HomeWorldColorado bans Trump from voting, but the 'insurrection clause' could work in...

Colorado bans Trump from voting, but the ‘insurrection clause’ could work in his favor

The Fourteenth Amendment to the U.S. Constitution, ratified in 1868, just three years after the end of the American Civil War, was intended not only to guarantee the civil rights of former slaves but also to prevent former high-ranking Confederate officials from return to their country. power as members of Congress, regaining control of a government they had rebelled against during the 2024 presidential election, thanks to his actions during the 2020 election.

The decision – which the former president’s legal team has already announced it will appeal to the US Supreme Court – stipulates that Trump’s name will not appear on the Republican primary ballot in that state, but could ultimately leave him out of the presidential race .

By a majority of four of the seven justices, the Colorado Supreme Court affirmed the November first-instance decision, concluding that Trump was involved in a riot during the attack on the Capitol on January 6, 2021, and ruling that the 14th Amendment to the constitution, which is invoked to claim his unfitness, de facto applies to a president.

For now, however, the decision has been put on hold until January 4, the deadline for certification of ballots in Colorado, in case an appeal is filed to the Federal Supreme Court by then. “If an appeal is filed to the Supreme Court before this stay expires, it will remain in effect and Trump’s name must still appear on the 2024 primary ballot until he receives an order or mandate from the Supreme Court,” the decision reads.

But what is the impact of this decision?

Colorado, a state that voted Democratic in the most recent presidential election in 2020, gave Biden a victory with a more than 13-point lead over Trump.
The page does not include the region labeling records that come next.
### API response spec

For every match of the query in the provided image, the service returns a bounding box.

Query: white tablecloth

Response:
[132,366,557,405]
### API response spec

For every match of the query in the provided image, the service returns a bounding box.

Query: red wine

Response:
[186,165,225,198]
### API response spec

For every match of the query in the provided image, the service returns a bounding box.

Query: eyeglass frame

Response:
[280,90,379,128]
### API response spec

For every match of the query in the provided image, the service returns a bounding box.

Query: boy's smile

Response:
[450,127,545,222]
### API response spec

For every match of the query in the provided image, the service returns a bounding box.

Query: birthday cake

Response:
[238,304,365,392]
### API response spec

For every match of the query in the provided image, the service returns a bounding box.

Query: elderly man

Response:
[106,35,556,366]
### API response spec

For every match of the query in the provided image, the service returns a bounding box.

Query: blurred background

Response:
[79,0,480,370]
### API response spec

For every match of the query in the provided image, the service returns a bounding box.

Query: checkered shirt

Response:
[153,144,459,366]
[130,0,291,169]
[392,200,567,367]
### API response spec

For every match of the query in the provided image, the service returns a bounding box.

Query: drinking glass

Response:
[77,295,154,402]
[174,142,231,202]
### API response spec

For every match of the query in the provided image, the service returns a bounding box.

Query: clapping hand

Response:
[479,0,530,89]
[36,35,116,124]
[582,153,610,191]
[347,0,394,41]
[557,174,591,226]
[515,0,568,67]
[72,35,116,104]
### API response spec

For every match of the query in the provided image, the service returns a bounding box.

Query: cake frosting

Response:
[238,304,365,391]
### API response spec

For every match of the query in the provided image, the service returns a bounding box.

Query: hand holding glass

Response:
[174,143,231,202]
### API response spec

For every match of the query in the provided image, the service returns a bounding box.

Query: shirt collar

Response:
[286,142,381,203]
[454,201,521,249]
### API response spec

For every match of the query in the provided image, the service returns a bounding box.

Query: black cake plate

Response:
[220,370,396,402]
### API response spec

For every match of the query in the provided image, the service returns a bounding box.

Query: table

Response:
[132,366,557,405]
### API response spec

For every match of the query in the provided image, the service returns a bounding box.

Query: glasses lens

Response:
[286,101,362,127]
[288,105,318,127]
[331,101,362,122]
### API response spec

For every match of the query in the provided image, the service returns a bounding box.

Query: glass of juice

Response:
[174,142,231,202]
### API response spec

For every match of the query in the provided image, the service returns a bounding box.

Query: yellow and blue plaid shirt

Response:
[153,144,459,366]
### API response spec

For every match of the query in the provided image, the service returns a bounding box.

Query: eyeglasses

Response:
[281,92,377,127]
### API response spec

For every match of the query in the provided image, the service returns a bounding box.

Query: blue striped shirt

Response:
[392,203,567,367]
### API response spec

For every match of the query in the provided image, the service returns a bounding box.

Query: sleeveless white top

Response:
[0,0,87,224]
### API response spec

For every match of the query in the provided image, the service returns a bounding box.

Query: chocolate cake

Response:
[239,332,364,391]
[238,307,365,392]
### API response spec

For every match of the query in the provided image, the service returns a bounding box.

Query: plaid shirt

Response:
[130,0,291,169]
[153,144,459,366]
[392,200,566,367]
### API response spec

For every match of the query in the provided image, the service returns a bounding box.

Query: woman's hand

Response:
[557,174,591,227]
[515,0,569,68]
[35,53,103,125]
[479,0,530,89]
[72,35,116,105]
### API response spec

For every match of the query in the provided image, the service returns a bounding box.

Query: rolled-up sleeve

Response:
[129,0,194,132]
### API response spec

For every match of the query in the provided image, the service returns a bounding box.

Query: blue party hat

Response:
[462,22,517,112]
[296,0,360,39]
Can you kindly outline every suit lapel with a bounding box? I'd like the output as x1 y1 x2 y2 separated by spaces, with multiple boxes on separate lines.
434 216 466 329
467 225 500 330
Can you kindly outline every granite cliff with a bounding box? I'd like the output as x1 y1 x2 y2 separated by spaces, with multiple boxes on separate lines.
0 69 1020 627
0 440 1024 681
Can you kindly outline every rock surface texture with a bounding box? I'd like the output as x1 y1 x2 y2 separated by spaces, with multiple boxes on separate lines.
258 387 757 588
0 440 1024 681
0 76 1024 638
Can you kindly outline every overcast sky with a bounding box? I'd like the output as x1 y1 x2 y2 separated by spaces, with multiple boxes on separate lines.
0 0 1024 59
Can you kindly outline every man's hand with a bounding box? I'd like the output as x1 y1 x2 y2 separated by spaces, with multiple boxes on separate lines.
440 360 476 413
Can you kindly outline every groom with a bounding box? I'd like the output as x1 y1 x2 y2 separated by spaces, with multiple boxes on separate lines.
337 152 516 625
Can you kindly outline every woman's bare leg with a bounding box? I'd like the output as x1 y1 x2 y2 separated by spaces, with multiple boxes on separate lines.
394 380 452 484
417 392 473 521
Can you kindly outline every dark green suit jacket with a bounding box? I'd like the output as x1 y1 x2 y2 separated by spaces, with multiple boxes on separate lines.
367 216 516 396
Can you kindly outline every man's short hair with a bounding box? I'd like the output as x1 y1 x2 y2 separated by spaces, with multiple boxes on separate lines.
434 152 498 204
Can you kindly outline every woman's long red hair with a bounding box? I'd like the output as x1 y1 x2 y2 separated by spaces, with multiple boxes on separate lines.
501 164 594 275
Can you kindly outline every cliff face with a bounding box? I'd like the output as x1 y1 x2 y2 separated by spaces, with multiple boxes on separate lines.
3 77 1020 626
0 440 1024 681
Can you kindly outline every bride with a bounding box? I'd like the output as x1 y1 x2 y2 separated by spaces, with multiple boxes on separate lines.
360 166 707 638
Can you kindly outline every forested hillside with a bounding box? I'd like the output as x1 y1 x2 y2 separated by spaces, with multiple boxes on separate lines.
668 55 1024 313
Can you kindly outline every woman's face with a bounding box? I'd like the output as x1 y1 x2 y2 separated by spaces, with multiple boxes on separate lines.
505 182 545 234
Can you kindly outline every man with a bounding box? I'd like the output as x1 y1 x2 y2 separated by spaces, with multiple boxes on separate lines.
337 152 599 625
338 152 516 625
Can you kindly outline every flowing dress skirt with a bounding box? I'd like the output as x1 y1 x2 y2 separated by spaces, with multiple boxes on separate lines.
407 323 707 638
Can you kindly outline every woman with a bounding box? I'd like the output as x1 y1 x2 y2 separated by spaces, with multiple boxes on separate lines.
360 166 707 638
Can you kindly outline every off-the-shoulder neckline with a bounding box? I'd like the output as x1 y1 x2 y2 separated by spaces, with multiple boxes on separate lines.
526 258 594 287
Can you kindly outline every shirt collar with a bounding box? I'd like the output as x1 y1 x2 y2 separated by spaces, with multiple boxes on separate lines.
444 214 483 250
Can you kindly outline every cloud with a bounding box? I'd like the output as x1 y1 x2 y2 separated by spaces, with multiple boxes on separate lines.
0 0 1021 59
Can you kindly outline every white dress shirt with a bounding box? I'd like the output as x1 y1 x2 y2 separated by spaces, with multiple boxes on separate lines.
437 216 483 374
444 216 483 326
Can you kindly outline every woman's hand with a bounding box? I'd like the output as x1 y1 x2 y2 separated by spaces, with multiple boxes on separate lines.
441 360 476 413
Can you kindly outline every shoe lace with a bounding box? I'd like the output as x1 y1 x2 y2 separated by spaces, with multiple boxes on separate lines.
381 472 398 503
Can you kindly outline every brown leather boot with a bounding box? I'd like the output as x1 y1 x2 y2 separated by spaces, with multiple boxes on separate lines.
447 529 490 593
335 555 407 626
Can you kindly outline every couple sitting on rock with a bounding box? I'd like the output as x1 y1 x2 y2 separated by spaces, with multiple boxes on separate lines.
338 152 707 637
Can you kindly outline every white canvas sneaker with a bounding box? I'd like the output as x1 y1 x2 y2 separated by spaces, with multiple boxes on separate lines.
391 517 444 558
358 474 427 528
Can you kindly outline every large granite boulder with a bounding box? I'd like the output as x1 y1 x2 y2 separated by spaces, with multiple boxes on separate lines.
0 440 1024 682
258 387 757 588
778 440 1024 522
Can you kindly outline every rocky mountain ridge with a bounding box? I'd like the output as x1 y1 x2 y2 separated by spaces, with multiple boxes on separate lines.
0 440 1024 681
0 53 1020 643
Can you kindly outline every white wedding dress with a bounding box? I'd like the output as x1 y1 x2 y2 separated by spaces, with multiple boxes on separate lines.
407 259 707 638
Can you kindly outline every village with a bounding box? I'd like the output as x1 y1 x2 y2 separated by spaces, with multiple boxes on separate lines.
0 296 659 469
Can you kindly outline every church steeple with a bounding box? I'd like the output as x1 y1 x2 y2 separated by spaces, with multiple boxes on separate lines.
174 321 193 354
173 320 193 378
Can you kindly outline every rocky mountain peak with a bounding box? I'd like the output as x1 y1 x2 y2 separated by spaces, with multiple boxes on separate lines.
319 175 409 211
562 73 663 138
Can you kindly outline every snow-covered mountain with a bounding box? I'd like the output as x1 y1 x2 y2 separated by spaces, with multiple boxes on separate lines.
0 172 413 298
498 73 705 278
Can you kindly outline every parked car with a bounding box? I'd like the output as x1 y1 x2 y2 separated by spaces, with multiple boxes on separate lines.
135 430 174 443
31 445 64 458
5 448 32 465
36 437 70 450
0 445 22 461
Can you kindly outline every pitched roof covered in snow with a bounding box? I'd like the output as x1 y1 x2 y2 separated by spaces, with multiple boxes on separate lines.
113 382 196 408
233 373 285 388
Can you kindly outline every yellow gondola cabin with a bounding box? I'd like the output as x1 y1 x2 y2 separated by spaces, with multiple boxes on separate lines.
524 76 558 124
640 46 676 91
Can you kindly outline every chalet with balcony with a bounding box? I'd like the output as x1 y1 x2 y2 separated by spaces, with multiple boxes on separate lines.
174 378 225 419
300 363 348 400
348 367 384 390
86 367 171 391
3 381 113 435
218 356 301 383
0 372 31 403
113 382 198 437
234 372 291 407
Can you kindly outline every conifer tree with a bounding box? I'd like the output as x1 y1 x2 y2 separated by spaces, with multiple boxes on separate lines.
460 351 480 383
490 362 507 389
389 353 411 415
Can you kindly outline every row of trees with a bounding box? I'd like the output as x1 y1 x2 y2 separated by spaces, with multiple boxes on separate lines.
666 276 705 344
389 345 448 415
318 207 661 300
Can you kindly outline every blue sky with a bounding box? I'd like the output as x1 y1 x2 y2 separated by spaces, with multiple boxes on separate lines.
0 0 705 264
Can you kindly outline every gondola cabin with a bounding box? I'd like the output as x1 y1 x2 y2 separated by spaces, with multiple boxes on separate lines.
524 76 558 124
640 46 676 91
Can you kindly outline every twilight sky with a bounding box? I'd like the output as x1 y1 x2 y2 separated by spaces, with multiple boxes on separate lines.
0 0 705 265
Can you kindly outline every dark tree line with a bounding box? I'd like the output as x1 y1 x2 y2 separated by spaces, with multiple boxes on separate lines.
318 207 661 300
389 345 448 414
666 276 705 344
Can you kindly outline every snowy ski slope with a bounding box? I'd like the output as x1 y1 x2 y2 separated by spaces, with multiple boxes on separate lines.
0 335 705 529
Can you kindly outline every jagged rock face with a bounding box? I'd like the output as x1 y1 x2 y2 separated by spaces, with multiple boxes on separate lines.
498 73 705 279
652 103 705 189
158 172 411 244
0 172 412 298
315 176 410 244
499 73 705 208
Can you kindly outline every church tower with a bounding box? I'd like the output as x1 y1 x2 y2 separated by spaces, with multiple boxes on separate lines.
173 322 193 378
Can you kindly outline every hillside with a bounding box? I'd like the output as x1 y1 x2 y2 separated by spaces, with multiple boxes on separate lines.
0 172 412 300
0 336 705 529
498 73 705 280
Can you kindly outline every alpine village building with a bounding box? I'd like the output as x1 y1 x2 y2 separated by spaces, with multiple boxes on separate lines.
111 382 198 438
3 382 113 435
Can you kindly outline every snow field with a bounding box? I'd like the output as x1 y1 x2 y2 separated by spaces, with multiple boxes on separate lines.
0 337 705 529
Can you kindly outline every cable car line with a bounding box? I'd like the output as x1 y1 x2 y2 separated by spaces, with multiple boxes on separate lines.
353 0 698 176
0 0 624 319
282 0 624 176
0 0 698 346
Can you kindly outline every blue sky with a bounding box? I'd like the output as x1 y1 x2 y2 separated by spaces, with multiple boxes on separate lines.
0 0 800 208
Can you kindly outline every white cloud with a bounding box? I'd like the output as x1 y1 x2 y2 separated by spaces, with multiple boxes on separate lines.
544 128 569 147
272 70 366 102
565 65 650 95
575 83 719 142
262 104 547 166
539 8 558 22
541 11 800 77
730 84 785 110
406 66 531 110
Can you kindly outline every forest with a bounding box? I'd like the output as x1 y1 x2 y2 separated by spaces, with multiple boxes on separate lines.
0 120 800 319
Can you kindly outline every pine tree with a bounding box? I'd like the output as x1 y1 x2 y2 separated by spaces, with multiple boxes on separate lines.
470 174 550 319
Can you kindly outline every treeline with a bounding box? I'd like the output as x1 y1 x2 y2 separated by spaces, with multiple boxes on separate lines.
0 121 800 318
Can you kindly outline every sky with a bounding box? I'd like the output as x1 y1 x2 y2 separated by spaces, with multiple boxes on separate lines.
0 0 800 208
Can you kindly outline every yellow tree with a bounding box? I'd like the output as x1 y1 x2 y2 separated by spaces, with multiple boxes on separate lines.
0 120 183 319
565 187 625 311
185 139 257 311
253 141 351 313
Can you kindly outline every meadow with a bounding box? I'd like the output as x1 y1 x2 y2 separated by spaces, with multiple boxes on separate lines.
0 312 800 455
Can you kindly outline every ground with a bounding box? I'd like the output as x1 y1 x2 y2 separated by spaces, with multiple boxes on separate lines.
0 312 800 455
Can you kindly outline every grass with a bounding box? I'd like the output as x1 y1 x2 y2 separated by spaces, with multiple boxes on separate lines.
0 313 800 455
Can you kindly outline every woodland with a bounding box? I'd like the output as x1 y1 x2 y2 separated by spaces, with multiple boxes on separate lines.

Moreover, the primaries are scheduled for March 5, the super Tuesday in which another dozen states vote and everything indicates that the millionaire, a hyper favorite in the Republican race, will easily secure the nomination without needing Colorado.

But this is still a historic decision. On the one hand, Colorado’s decision to ban Trump from mail-in ballots could open the door for other states to do the same. But on the other hand, this new legal setback could ultimately fuel the former president’s narrative that he is being targeted. Even Chris Christie, the former governor of New Jersey and one of his fiercest critics among the candidates for the Republican nomination, ultimately criticized the Colorado Supreme Court’s decision. “I do not believe that Donald Trump should be prevented by a court from becoming President of the United States. “I believe that the voters of this country should prevent him from becoming President of the United States… I think it is good for our country that he be removed from the record by a court,” he said.

And if, as I remembered yesterday, The Washington PostRepublican voices were quicker to criticize this court decision than Democratic voices to welcome it, revealing “some discomfort with this method of defeating Trump.” There is also nothing to indicate that there is an imitation effect in other states. After all, of the seven justices of the Colorado Supreme Court, all appointed by Democratic governors, three disagreed with the decision. And a Monmouth University poll found that seven in 10 Republicans don’t think it’s appropriate to use the word “insurrection” to describe what happened in Congress on January 6, 2021.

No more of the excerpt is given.